The opioid crisis claimed nearly 4,000 lives in Canada last year, mainly from overdoses of the powerful painkiller fentanyl, the public health agency said Tuesday, warning of a worsening situation.
The death toll was 34 percent higher than the previous year, with most of the fatal overdoses involving men aged 30 to 39 who obtained fentanyl illegally from narcotics traffickers on the street.
Almost 90 percent of the 3,987 deaths in 2017 were concentrated in just three provinces: Alberta, British Columbia and Ontario.
“Canada continues to experience a serious and growing opioid crisis,” the public health agency said in a report.
Fentanyl is considered 30 to 50 times more powerful than heroin and 50 to 100 times more potent than morphine.
Health Minister Ginette Petitpas Taylor said “high rates of opioid prescriptions” are also a “contributing factor in the crisis.”

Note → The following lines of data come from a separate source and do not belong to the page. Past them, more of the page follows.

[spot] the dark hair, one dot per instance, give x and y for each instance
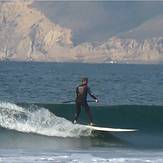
(84, 79)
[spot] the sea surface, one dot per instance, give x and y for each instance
(35, 123)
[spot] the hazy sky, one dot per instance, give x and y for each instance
(99, 20)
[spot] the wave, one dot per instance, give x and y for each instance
(34, 119)
(54, 120)
(146, 118)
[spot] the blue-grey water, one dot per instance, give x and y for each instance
(30, 133)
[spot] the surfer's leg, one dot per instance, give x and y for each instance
(78, 110)
(88, 111)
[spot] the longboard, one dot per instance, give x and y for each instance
(109, 129)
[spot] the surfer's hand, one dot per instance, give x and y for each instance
(96, 101)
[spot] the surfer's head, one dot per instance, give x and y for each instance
(84, 81)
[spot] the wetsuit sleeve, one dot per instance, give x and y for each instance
(90, 93)
(77, 91)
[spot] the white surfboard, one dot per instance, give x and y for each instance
(109, 129)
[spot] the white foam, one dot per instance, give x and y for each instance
(39, 121)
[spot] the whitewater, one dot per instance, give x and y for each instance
(35, 126)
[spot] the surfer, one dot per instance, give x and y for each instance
(81, 100)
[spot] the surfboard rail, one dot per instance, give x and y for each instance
(109, 129)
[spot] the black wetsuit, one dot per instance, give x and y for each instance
(81, 101)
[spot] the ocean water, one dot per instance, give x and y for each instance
(35, 125)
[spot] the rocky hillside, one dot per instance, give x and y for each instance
(27, 35)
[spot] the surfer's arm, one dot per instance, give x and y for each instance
(77, 91)
(91, 94)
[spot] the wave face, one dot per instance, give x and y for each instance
(54, 122)
(143, 117)
(34, 119)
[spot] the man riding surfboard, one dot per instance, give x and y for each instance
(81, 100)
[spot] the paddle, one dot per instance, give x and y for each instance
(70, 101)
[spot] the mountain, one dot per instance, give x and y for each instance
(27, 35)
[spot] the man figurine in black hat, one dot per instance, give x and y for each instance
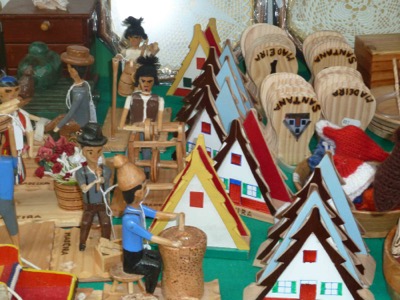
(93, 178)
(142, 104)
(79, 100)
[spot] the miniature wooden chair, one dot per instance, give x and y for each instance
(152, 133)
(118, 275)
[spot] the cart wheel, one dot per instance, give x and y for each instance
(155, 160)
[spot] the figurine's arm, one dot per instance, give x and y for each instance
(166, 242)
(78, 98)
(161, 215)
(160, 113)
(125, 112)
(86, 187)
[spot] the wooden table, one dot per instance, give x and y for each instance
(22, 23)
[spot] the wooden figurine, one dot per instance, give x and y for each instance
(21, 122)
(8, 165)
(93, 179)
(311, 239)
(137, 257)
(201, 195)
(138, 46)
(79, 100)
(143, 104)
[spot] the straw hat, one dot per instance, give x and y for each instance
(128, 174)
(91, 135)
(77, 55)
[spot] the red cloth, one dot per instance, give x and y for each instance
(354, 142)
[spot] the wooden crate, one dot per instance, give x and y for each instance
(374, 54)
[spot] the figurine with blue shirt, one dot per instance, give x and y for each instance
(138, 258)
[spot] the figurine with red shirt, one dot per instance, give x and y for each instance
(8, 166)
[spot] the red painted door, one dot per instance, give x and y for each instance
(235, 191)
(308, 291)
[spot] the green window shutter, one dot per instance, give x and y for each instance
(323, 288)
(293, 289)
(275, 287)
(258, 193)
(340, 289)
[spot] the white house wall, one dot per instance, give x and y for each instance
(241, 173)
(323, 270)
(206, 218)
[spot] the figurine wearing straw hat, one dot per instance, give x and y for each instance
(137, 258)
(93, 179)
(79, 101)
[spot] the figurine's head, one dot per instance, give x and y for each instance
(9, 88)
(131, 179)
(135, 32)
(92, 141)
(146, 75)
(77, 55)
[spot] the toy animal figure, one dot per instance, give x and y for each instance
(93, 179)
(137, 258)
(138, 46)
(51, 4)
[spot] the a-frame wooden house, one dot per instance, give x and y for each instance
(206, 121)
(255, 132)
(239, 169)
(201, 195)
(192, 65)
(314, 244)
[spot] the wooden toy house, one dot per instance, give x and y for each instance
(314, 244)
(192, 64)
(201, 195)
(206, 121)
(238, 168)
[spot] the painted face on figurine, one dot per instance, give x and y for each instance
(135, 41)
(92, 154)
(146, 84)
(8, 93)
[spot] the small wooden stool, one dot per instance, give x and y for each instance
(118, 275)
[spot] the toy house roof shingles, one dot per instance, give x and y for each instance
(216, 216)
(278, 189)
(313, 221)
(237, 135)
(212, 36)
(313, 226)
(187, 111)
(206, 109)
(191, 66)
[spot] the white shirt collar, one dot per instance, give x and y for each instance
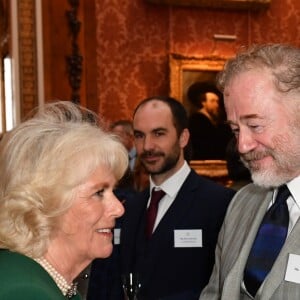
(173, 184)
(294, 187)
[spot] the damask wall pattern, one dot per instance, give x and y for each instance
(135, 38)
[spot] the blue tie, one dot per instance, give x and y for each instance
(268, 242)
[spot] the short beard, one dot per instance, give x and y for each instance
(169, 163)
(286, 161)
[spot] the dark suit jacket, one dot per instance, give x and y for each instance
(167, 272)
(24, 279)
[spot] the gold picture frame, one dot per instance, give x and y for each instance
(184, 71)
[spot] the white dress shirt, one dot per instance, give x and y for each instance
(171, 187)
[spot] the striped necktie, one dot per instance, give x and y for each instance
(152, 210)
(268, 242)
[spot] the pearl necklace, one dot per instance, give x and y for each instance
(68, 290)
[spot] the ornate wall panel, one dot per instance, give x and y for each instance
(134, 41)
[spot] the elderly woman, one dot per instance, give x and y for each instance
(57, 207)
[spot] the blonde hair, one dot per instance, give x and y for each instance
(41, 162)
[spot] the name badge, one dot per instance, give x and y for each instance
(293, 269)
(117, 235)
(187, 238)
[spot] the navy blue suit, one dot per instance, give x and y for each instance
(167, 272)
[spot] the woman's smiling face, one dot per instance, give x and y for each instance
(87, 227)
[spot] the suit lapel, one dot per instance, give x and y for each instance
(259, 205)
(277, 275)
(176, 211)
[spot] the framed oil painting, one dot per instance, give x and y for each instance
(186, 72)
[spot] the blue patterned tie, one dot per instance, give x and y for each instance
(268, 242)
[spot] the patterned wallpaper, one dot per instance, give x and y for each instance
(135, 38)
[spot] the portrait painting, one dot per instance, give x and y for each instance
(190, 78)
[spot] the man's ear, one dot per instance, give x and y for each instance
(184, 138)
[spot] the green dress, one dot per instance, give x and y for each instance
(22, 278)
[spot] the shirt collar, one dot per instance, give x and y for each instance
(172, 185)
(294, 187)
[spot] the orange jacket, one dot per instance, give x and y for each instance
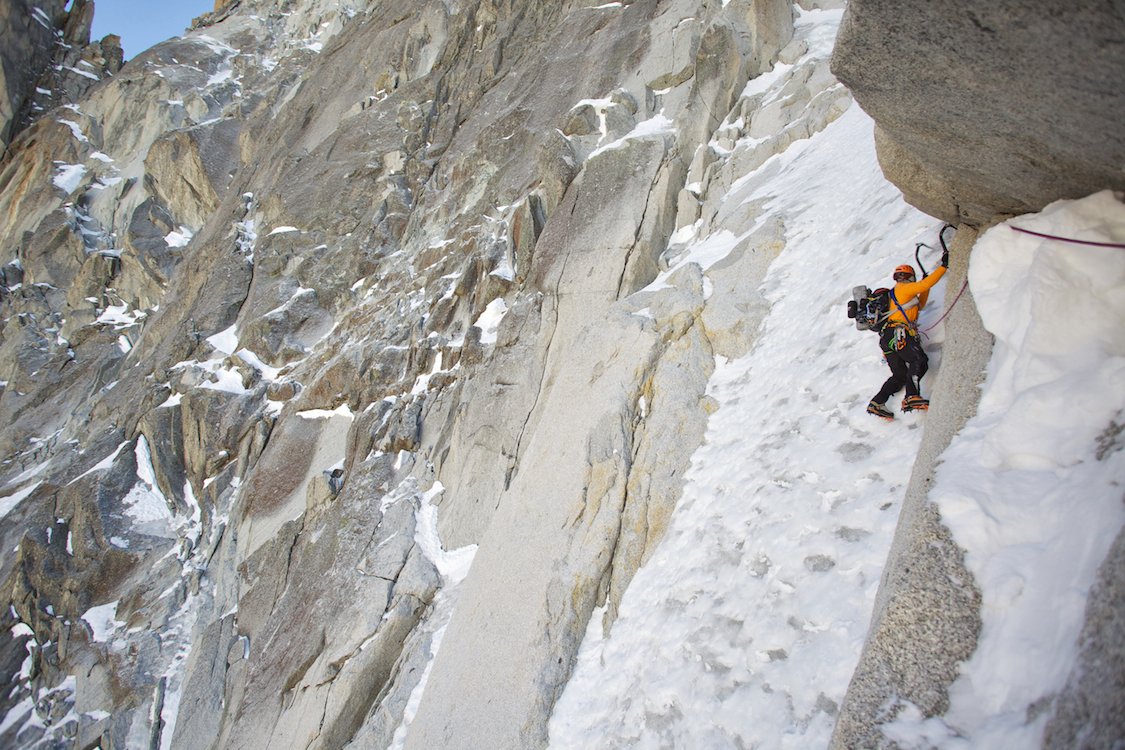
(906, 291)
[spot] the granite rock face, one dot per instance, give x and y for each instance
(332, 367)
(298, 295)
(990, 110)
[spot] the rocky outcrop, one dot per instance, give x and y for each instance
(927, 613)
(986, 111)
(336, 295)
(352, 360)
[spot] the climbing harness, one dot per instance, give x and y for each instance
(947, 310)
(919, 245)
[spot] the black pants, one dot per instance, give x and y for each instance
(908, 364)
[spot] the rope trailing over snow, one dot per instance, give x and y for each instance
(1077, 242)
(950, 309)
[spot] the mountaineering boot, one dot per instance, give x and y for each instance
(915, 404)
(880, 410)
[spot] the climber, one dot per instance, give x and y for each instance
(901, 343)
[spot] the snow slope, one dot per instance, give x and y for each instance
(1032, 487)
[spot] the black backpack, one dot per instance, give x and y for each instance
(870, 308)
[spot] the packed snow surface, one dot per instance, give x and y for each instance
(745, 626)
(1031, 488)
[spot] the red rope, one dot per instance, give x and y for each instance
(1077, 242)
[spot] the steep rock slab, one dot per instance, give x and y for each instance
(926, 619)
(987, 110)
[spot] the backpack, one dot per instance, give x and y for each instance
(870, 308)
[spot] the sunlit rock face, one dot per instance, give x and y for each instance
(986, 110)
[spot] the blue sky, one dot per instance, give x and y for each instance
(143, 23)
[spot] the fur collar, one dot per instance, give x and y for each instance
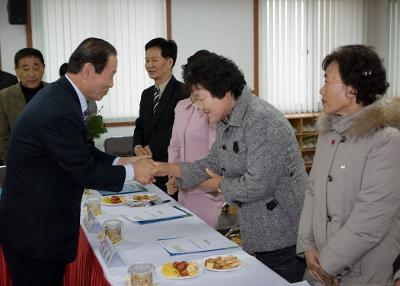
(382, 113)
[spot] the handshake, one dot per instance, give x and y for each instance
(145, 169)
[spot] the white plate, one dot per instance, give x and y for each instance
(122, 198)
(181, 277)
(223, 270)
(152, 197)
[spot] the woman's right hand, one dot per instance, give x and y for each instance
(171, 186)
(312, 261)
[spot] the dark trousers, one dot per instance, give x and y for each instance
(284, 262)
(28, 271)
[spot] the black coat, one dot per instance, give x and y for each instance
(48, 165)
(155, 130)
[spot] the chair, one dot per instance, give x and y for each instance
(119, 146)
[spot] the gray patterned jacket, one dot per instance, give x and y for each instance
(263, 171)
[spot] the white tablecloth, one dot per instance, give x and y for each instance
(140, 244)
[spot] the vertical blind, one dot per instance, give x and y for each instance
(295, 36)
(394, 48)
(58, 26)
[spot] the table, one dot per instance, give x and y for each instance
(140, 244)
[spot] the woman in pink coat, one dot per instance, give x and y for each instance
(192, 137)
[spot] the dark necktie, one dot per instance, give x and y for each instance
(156, 98)
(85, 115)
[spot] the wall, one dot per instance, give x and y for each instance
(377, 27)
(221, 26)
(12, 39)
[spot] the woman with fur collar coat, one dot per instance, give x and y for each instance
(349, 228)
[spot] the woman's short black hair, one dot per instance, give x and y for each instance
(216, 74)
(361, 68)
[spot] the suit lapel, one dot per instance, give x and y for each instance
(164, 101)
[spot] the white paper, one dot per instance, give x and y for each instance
(302, 283)
(155, 213)
(183, 245)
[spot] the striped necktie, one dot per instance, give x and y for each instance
(156, 98)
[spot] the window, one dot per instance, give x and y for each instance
(295, 36)
(394, 48)
(58, 26)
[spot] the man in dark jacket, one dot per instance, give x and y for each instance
(156, 114)
(50, 163)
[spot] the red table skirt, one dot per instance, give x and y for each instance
(84, 271)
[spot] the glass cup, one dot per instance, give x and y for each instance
(141, 274)
(94, 203)
(113, 229)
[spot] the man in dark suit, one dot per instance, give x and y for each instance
(49, 164)
(156, 114)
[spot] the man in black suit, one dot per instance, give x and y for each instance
(156, 114)
(49, 164)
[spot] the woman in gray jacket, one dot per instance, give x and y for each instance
(255, 161)
(350, 224)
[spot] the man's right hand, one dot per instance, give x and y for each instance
(141, 151)
(142, 170)
(171, 186)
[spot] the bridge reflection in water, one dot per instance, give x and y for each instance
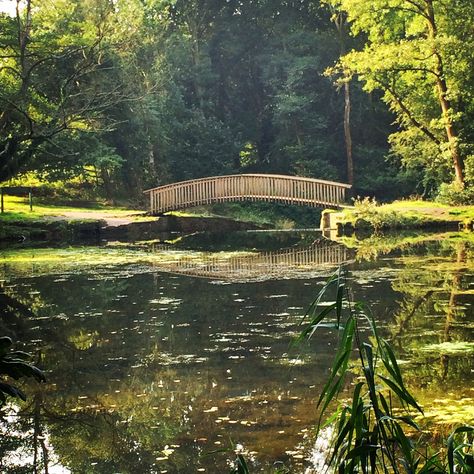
(294, 262)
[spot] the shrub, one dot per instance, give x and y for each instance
(455, 195)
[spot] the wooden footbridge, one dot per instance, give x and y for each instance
(294, 262)
(245, 187)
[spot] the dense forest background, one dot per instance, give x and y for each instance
(121, 95)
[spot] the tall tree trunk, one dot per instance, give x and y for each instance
(444, 102)
(340, 22)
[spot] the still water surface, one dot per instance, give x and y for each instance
(157, 356)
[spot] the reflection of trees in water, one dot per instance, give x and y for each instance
(433, 315)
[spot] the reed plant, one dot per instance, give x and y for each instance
(375, 431)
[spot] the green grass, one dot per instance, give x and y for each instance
(17, 208)
(404, 214)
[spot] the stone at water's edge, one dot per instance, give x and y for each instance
(149, 229)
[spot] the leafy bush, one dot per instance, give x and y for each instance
(14, 364)
(453, 194)
(371, 430)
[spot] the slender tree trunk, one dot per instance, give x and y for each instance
(444, 102)
(347, 133)
(340, 21)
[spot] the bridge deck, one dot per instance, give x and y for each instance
(253, 187)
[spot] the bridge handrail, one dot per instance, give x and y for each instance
(249, 175)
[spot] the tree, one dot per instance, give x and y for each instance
(55, 61)
(416, 56)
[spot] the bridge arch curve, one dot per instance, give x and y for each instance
(247, 187)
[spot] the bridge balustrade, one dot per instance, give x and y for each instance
(244, 187)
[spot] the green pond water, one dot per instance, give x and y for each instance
(158, 354)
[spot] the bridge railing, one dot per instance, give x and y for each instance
(253, 187)
(292, 261)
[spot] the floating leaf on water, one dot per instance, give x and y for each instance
(449, 348)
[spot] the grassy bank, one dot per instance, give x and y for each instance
(368, 215)
(48, 221)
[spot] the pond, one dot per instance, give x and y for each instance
(158, 356)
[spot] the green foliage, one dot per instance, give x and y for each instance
(373, 432)
(455, 195)
(416, 53)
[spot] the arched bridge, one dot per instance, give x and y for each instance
(243, 187)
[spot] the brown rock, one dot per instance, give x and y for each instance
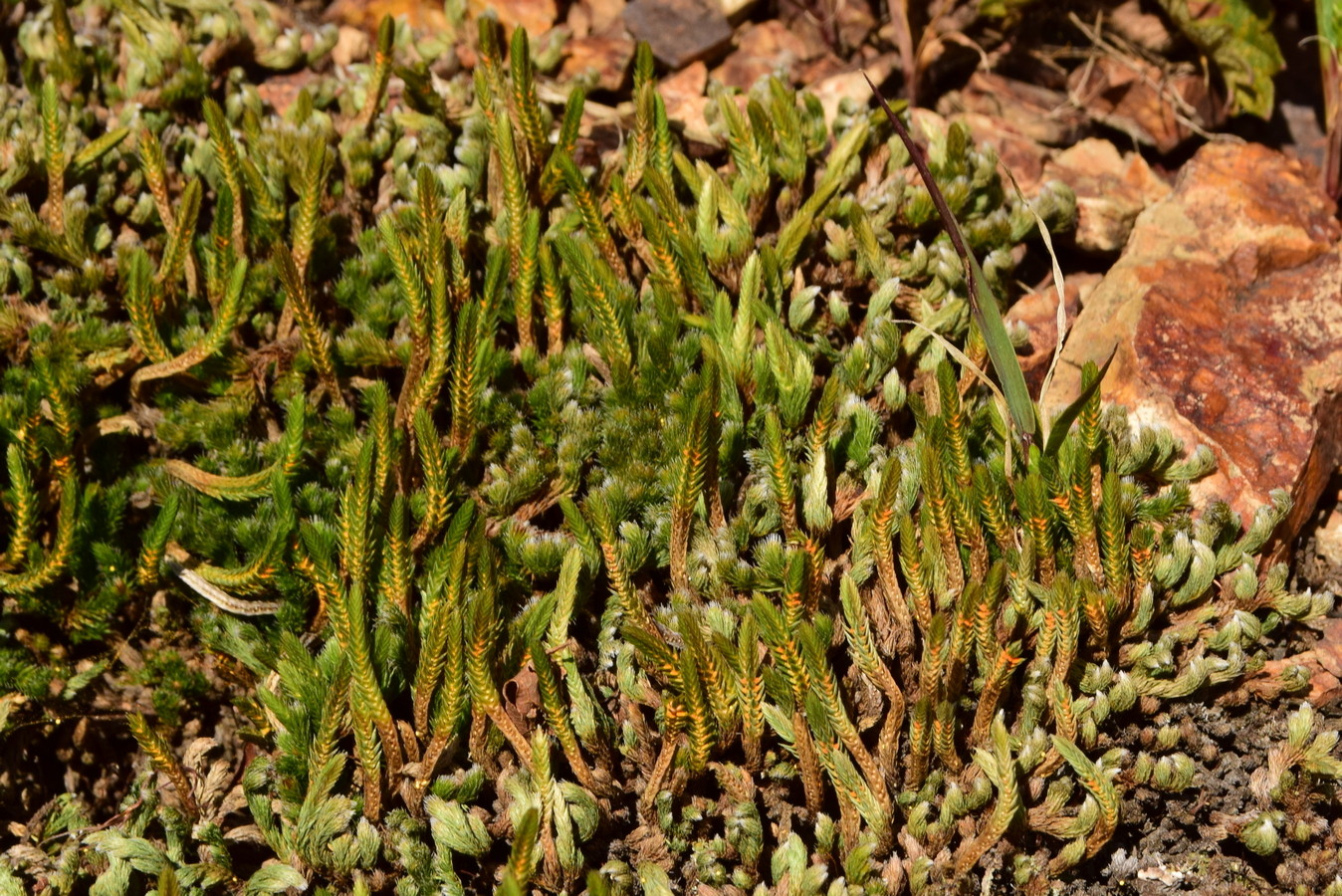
(596, 18)
(537, 16)
(679, 31)
(1142, 101)
(606, 57)
(1111, 190)
(1225, 310)
(683, 97)
(1036, 112)
(852, 85)
(766, 49)
(351, 45)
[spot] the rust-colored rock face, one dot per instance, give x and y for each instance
(1226, 310)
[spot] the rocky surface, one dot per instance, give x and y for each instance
(679, 31)
(1111, 190)
(1226, 314)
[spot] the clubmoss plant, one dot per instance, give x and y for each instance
(580, 522)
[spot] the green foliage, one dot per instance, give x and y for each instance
(724, 525)
(1237, 37)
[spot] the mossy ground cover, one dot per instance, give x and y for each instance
(442, 510)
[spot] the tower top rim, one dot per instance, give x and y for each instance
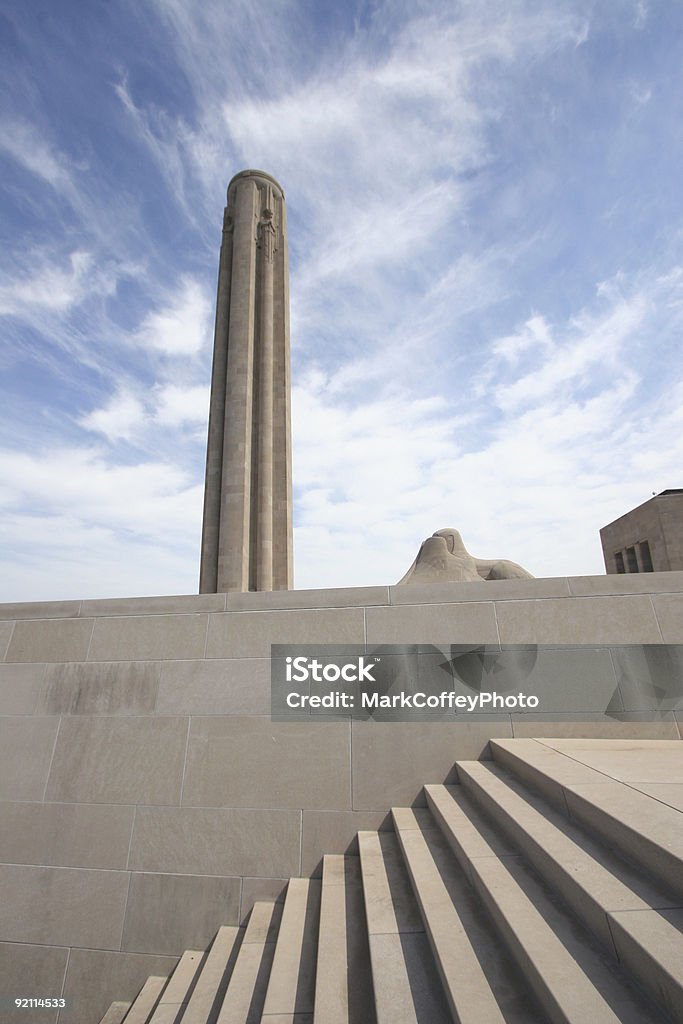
(253, 173)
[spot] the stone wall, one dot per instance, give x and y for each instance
(146, 797)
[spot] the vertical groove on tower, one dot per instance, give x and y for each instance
(247, 534)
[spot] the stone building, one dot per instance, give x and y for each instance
(649, 539)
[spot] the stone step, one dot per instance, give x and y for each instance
(178, 988)
(407, 986)
(145, 1000)
(572, 977)
(645, 829)
(210, 989)
(343, 979)
(467, 987)
(116, 1013)
(245, 994)
(291, 989)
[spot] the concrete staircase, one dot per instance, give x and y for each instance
(540, 889)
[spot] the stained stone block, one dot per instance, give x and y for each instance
(49, 640)
(19, 688)
(102, 688)
(209, 841)
(147, 638)
(252, 762)
(95, 978)
(66, 835)
(168, 913)
(72, 906)
(245, 634)
(220, 687)
(119, 760)
(32, 969)
(26, 749)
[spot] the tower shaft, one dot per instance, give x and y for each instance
(247, 532)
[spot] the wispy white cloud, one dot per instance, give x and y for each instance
(28, 146)
(51, 289)
(180, 326)
(457, 182)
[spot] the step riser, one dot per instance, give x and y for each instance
(584, 897)
(660, 863)
(583, 905)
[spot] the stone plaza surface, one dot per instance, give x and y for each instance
(147, 798)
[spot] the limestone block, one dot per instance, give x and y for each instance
(49, 640)
(140, 638)
(237, 686)
(154, 605)
(119, 760)
(167, 913)
(252, 762)
(32, 969)
(72, 906)
(66, 835)
(596, 620)
(26, 750)
(433, 624)
(390, 757)
(245, 634)
(19, 688)
(212, 841)
(100, 688)
(669, 609)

“As minister, I am calling on industry to act now and stop their marketing activities associated with these products in Canada,” she said.
The health ministry explained that while prescription opioids “can help Canadians who need them to manage pain,” marketing the drugs can unduly influence doctors and lead to “over-prescription.”
According to public health agency figures, opioid prescriptions actually fell last year for the first time since 2012, to 21.3 million.